At the highest level, a DRAGNN is a series of connected pieces called Components. Each Component represents some neural net processing of a complete pass over a batch of input data. How much processing, how to interpret the input and extract features, and the internal structure of the neural network, are all properties of the component

SyntaxNet running example (examples/dragnn/tutorial_1.py): A SyntaxNet Part-of-Speech (POS) tagger is a single Component that accepts a batch of syntaxnet::Sentence protocol buffers, iterates over each token, extracts features, feeds them into a feed-forward neural network, and predicts a POS tag to each token.

Because DRAGNN connects multiple Components in a single TensorFlow graph, multiple annotation tasks can be pipelined together. Each Component operates on the same batch of serialized data, and the output of the graph is the final annotated result.

SyntaxNet running example (examples/dragnn/tutorial_2.py): Parsey McParseface first performs POS tagging, followed by dependency parsing. Both tasks can be modeled by two Components which operate over the same batch of syntaxnet::Sentence protocol buffers. The first performs POS tagging, while the second uses the predicted POS tags as features (written to the underlying protobufs by the POS tagger) and predicts dependency parse trees.

However, the real power of DRAGNN is the ability of one Component to learn representations that are useful for downstream Components. As each Component iterates over the data, it writes intermediate representations to a tf.TensorArray object. Downstream Components can then read the representations populated by upstream ones. During training, errors are back-propagated from downstream Components to tune the representations from upstream ones. This process is called stack-propagation.

SyntaxNet running example (TBD): Instead of using the predicted POS tags from the POS tagger component, ParseySaurus reads the learned representations from the POS tagger directly. These representations contain all the information needed to predict the POS tags, so the parser still obtains the benefit of POS tagging. However, the parser is no longer sensitive to individual POS tag predictions, and is therefore more robust.

Finally, while Components may produce annotations, they are not required to. Components can be defined purely to traverse the input in a particular manner and produce representations for later components.

SyntaxNet running example (TBD): A shift-only SyntaxNet Component doesn’t predict any annotations, but just consumes one token or character at a time. This is useful when the Component is running a LSTM: the LSTM can consume characters to form word representations, or consume words right-to-left to compute representations for the upcoming words when parsing.
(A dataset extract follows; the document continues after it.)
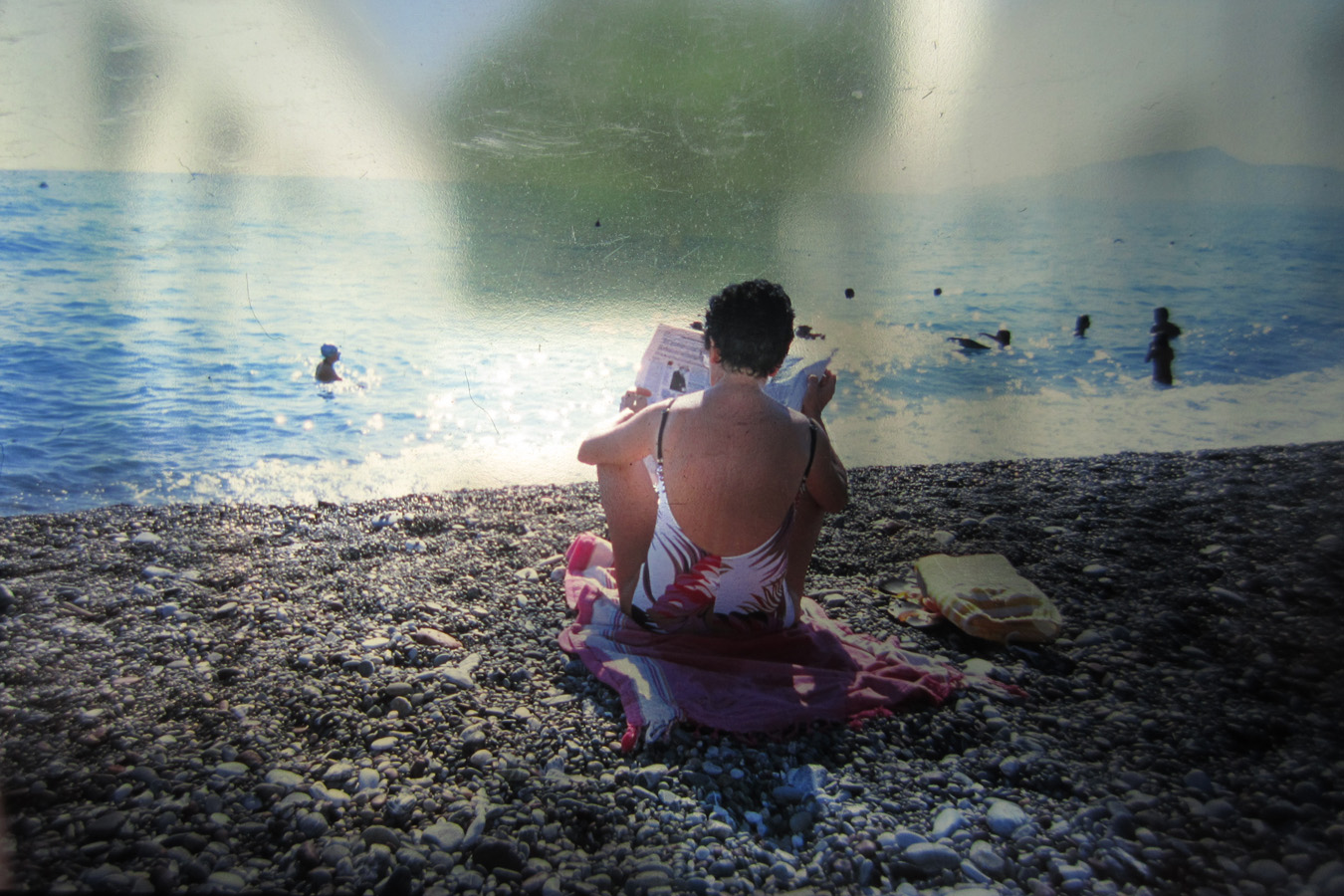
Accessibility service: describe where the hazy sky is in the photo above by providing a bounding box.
[0,0,1344,191]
ParseySaurus uses such a LSTM-based Component to preprocess the data in right-to-left order and obtain richer input representations.

How Components work

A Component has the following properties:

  • A global C++ backend configuration
  • Task-specific configuration for the Transition System
  • Configuration for feature extraction
  • Configuration for dynamic edge creation
  • Configuration for the Python GraphBuilder to construct the network cell inside a tf.while_loop.

For more information on Components and their use, see the documentation in the g3doc/dragnn/ directory.

Feeding your DRAGNN data

A DRAGNN graph is fed with strings, and each Component determines how to interpret them. For example, the SyntaxNetComponent expects each string to be a serialized Sentence protocol buffer. (If you want to operate on Sentence objects, it probably makes sense to add more syntaxnet::TransitionSystem classes than write a new Component from scratch.)

If you want to to read other types of data, you will need to sub-class InputBatchCache, a container which holds the strings and deserializes them into typed data on demand. Usage is fairly straightforward; see the SyntaxNet implementation for how to use it.

Note: all Component's in the graph should use a single InputBatchCache sub-class. If you need multiple data types, you'll want to have a single InputBatchCache that has fields for each of your data types.